ABC Company provided revenue data to XYZ Company for the 12 months following the closing date that showed XYZ Company was not entitled to any additional consideration. Upon further investigation, XYZ Company found out that several equipment orders to three of the major customers took 60 days to install, which pushed the revenue recognition for this equipment beyond the 12 months following the acquisition. XYZ Company believed that if past practices had been followed, this revenue would have been included within the 12-month period following close and would have resulted in XYZ Company receiving additional consideration under the earnout clause in the PSA. ABC Company argued that the 60-day period for these equipment sales were the result of either supplier shortages that were unforeseen or customer delays regarding when they wanted the equipment to be delivered and installed.
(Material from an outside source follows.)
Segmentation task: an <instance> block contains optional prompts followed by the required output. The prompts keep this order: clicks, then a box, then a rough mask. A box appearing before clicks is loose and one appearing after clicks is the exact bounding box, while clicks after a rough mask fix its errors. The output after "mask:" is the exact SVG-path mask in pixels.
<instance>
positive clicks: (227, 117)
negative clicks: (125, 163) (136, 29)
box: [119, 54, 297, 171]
The parties decided to retain a neutral accountant to handle the dispute. Based on the production of documents and the statements provided by the parties, the neutral accountant found that some of the sales to the major customers could have been delivered prior to the end of the 12-month period but not to the level that would have allowed XYZ Company to be entitled to additional consideration under the PSA.
Summary
Neutral accountants can generally be used to resolve working capital and earnout disputes between the buyer and seller because, in most cases, the dispute involves interpretations around accounting issues, not legal issues. Using their knowledge of GAAP and familiarity with the financial language used in PSAs, the neutral accountant can help parties resolve the dispute. The neutral accountant can assist the parties in determining the process to be used in resolving the dispute and can provide a ruling on any issues around discovery and the format of how the parties will communicate with the neutral accountant (i.e., position papers or expert reports). Utilizing the neutral accountant can result in a more efficient and less costly resolution of the issues in the dispute versus enduring a lengthy and expensive litigation process.
The views expressed herein are those of the author(s) and not necessarily the views of FTI Consulting, Inc., its management, its subsidiaries, its affiliates, or its other professionals.
FTI Consulting, Inc., including its subsidiaries and affiliates, is a consulting firm and is not a certified public accounting firm or a law firm.
Copyright 2019
[1]The neutral accountant can also be referred to as the arbitrator, reviewing accountant, independent accountant or expert.